Mentra’s approach flips the script on much of the XR industry. While companies like Meta and Google are building vertically integrated platforms with tightly controlled app stores and bulky headsets, Mentra is targeting openness, modularity, and utility. Its open SDK lets developers create apps that work across devices. The Mentra App Store allows multiple apps to run simultaneously, accessing real-time sensor and user context—something Pierce says is essential to glasses that are meant to be worn all day.

The idea began seven years ago when Pierce, then a university student, read a study showing that students with live captions retained more information than those without. “That clicked for me,” he said. “Subtitles are intelligence-extending. I wanted that all the time. So I built a captions app for glasses, and realized there was no framework for it. That moment started everything.”

MentraOS now runs on hardware from Even Realities and Vuzix, as well as the company’s own devices. This fall, Mentra will launch Mentra Live, the company’s modular camera-and-audio smart glasses kit aimed at enterprise and developer users, now available for pre-order at $249. It begins shipping this fall. Menta Live includes a front-facing camera, microphone, speaker, and full support for the MentraOS SDK. The company’s caption-enabled display glasses are expected in early 2026, with pricing expected to fall between $339 and $599 depending on features. MentraOS is also compatible with third-party hardware like the Even Realities G1 and Vuzix Z100, giving developers multiple entry points into the ecosystem.

While hardware is part of the story, the business case revolves around the software platform. Mentra’s App Store will generate revenue through developer subscriptions and app sales, following a model similar to Apple’s or Google’s—albeit with a more flexible, developer-friendly cut. “We’re not trying to own the whole stack,” Pierce said. “We want hardware makers to adopt MentraOS so their users can access real apps, built by real developers.”

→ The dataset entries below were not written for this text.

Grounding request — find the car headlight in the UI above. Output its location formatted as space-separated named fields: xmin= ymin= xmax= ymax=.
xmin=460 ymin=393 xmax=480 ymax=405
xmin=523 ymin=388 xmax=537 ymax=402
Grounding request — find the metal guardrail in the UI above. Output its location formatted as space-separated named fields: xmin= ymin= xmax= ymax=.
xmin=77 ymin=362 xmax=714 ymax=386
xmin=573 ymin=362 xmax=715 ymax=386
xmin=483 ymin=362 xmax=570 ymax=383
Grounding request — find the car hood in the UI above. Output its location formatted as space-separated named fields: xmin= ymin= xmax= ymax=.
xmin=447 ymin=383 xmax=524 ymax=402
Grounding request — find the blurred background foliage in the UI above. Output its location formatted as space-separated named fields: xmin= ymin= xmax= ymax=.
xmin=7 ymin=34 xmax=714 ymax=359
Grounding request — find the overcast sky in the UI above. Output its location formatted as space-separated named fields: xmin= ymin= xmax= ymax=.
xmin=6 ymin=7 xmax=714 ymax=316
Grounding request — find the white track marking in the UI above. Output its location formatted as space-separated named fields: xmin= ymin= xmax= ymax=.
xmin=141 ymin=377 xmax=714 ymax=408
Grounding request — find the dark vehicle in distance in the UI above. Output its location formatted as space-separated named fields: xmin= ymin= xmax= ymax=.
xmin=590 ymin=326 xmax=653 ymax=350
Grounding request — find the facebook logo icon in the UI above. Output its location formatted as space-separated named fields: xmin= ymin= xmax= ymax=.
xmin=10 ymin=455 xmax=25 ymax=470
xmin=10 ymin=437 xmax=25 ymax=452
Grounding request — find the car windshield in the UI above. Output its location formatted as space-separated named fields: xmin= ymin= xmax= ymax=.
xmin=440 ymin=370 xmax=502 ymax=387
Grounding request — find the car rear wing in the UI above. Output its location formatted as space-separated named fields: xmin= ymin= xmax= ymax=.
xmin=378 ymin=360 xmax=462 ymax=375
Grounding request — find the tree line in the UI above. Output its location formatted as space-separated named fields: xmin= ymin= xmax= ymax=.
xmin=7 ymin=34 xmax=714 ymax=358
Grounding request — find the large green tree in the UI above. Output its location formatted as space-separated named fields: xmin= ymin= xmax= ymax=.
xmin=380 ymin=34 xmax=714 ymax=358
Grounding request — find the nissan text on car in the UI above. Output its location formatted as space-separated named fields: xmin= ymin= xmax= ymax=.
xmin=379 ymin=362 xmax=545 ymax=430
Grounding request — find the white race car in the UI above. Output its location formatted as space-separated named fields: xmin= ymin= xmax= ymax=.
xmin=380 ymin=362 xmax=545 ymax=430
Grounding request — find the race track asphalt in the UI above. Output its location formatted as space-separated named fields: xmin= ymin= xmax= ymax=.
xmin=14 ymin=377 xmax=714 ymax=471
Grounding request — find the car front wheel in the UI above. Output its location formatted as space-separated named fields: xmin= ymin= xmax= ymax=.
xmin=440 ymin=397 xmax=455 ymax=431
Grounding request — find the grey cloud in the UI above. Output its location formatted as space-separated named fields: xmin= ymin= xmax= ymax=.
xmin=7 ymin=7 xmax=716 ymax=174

Pierce spent time at the University of Toronto with Steve Mann, one of the inventors of wearable computing, and later joined the MIT Media Lab under Pattie Maes. He met co-founder Alexander Israelov while building open-source smart glasses out of an RV in Canada.

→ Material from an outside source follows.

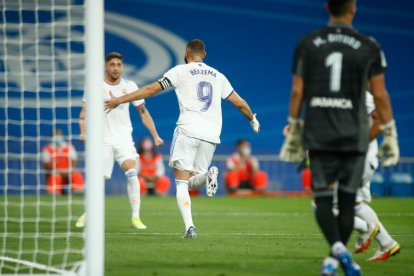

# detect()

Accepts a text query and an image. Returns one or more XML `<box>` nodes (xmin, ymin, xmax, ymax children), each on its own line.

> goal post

<box><xmin>86</xmin><ymin>0</ymin><xmax>105</xmax><ymax>275</ymax></box>
<box><xmin>0</xmin><ymin>0</ymin><xmax>104</xmax><ymax>275</ymax></box>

Menta has a growing community of over 4,000 developers and a growing number of partners in enterprise and education. “Dozens of apps have already been built on MentraOS,” said Menta’s founding engineer Nicolo Micheletti.”From live translation and proactive AI to calendar reminders and language learning. And this is just the beginning. With Mentra Live, our camera-equipped smart glasses, we expect an entirely new wave of visual AI apps like real-world games, AI-powered tour guides, fitness assistants, and cooking coaches.”